Dask Development Log

This work is supported by Continuum Analytics the XDATA Program and the Data Driven Discovery Initiative from the Moore Foundation

To increase transparency I’m blogging weekly about the work done on Dask and related projects during the previous week. This log covers work done between 2016-12-11 and 2016-12-18. Nothing here is ready for production. This blogpost is written in haste, so refined polish should not be expected.

Themes of last week:

Benchmarking new scheduler and worker on larger systems
Kubernetes and Google Container Engine
Fastparquet on S3

Rewriting Load Balancing

In the last two weeks we rewrote a significant fraction of the worker and scheduler. This enables future growth, but also resulted in a loss of our load balancing and work stealing algorithms (the old one no longer made sense in the context of the new system.) Careful dynamic load balancing is essential to running atypical workloads (which are surprisingly typical among Dask users) so rebuilding this has been all-consuming this week for me personally.

Briefly, Dask initially assigns tasks to workers taking into account the expected runtime of the task, the size and location of the data that the task needs, the duration of other tasks on every worker, and where each piece of data sits on all of the workers. Because the number of tasks can grow into the millions and the number of workers can grow into the thousands, Dask needs to figure out a near-optimal placement in near-constant time, which is hard. Furthermore, after the system runs for a while, uncertainties in our estimates build, and we need to rebalance work from saturated workers to idle workers relatively frequently. Load balancing intelligently and responsively is essential to a satisfying user experience.

We have a decently strong test suite around these behaviors, but it’s hard to be comprehensive on performance-based metrics like this, so there has also been a lot of benchmarking against real systems to identify new failure modes. We’re doing what we can to create isolated tests for every failure mode that we find to make future rewrites retain good behavior.

Generally working on the Dask distributed scheduler has taught me the brittleness of unit tests. As we have repeatedly rewritten internals while maintaining the same external API our testing strategy has evolved considerably away from fine-grained unit tests to a mixture of behavioral integration tests and a very strict runtime validation system.

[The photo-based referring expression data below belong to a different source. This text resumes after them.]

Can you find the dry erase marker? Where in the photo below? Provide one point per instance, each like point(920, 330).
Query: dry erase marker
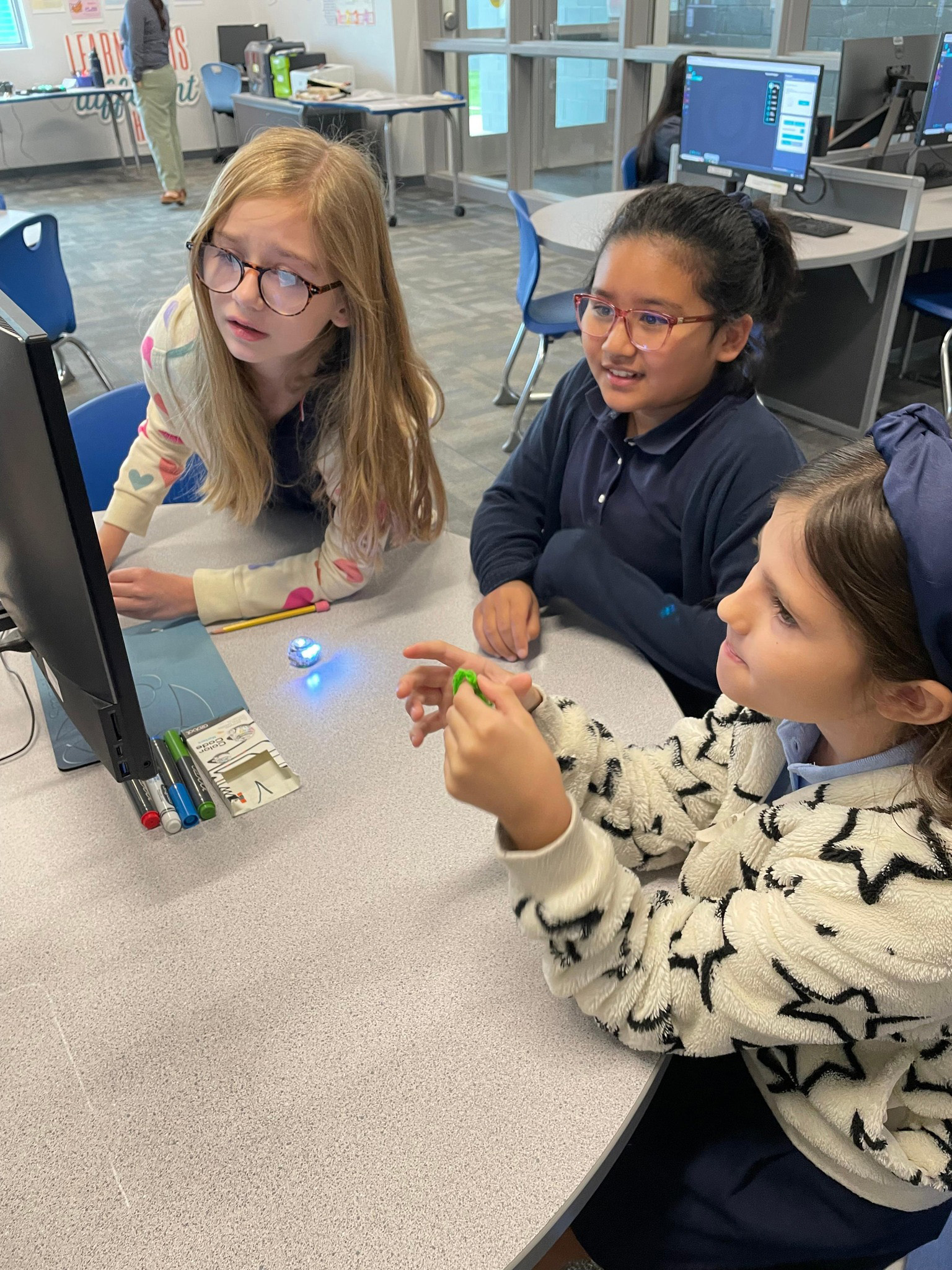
point(161, 801)
point(188, 770)
point(177, 791)
point(139, 797)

Rebuilding the load balancing algorithms has been high priority for me personally because these performance issues inhibit current power-users from using the development version on their problems as effectively as with the latest release. I’m looking forward to seeing load-balancing humming nicely again so that users can return to git-master and so that I can return to handling a broader base of issues. (Sorry to everyone I’ve been ignoring the last couple of weeks).

Test deployments on Google Container Engine

I’ve personally started switching over my development cluster from Amazon’s EC2 to Google’s Container Engine. Here are some pro’s and con’s from my particular perspective. Many of these probably have more to do with how I use each particular tool rather than intrinsic limitations of the service itself.

In Google’s Favor

Native and immediate support for Kubernetes and Docker, the combination of which allows me to more quickly and dynamically create and scale clusters for different experiments.
Dynamic scaling from a single node to a hundred nodes and back ten minutes later allows me to more easily run a much larger range of scales.
I like being charged by the minute rather than by the hour, especially given the ability to dynamically scale up
Authentication and billing feel simpler

In Amazon’s Favor

I already have tools to launch Dask on EC2
All of my data is on Amazon’s S3
I have nice data acquisition tools, s3fs, for S3 based on boto3. Google doesn’t seem to have a nice Python 3 library for accessing Google Cloud Storage :(

I’m working from Olivier Grisel’s repository docker-distributed although updating to newer versions and trying to use as few modifications from naive deployment as possible. My current branch is here. I hope to have something more stable for next week.

Fastparquet on S3

We gave fastparquet and Dask.dataframe a spin on some distributed S3 data on Friday. I was surprised that everything seemed to work out of the box. Martin Durant, who built both fastparquet and s3fs has done some nice work to make sure that all of the pieces play nicely together. We ran into some performance issues pulling bytes from S3 itself. I expect that there will be some tweaking over the next few weeks.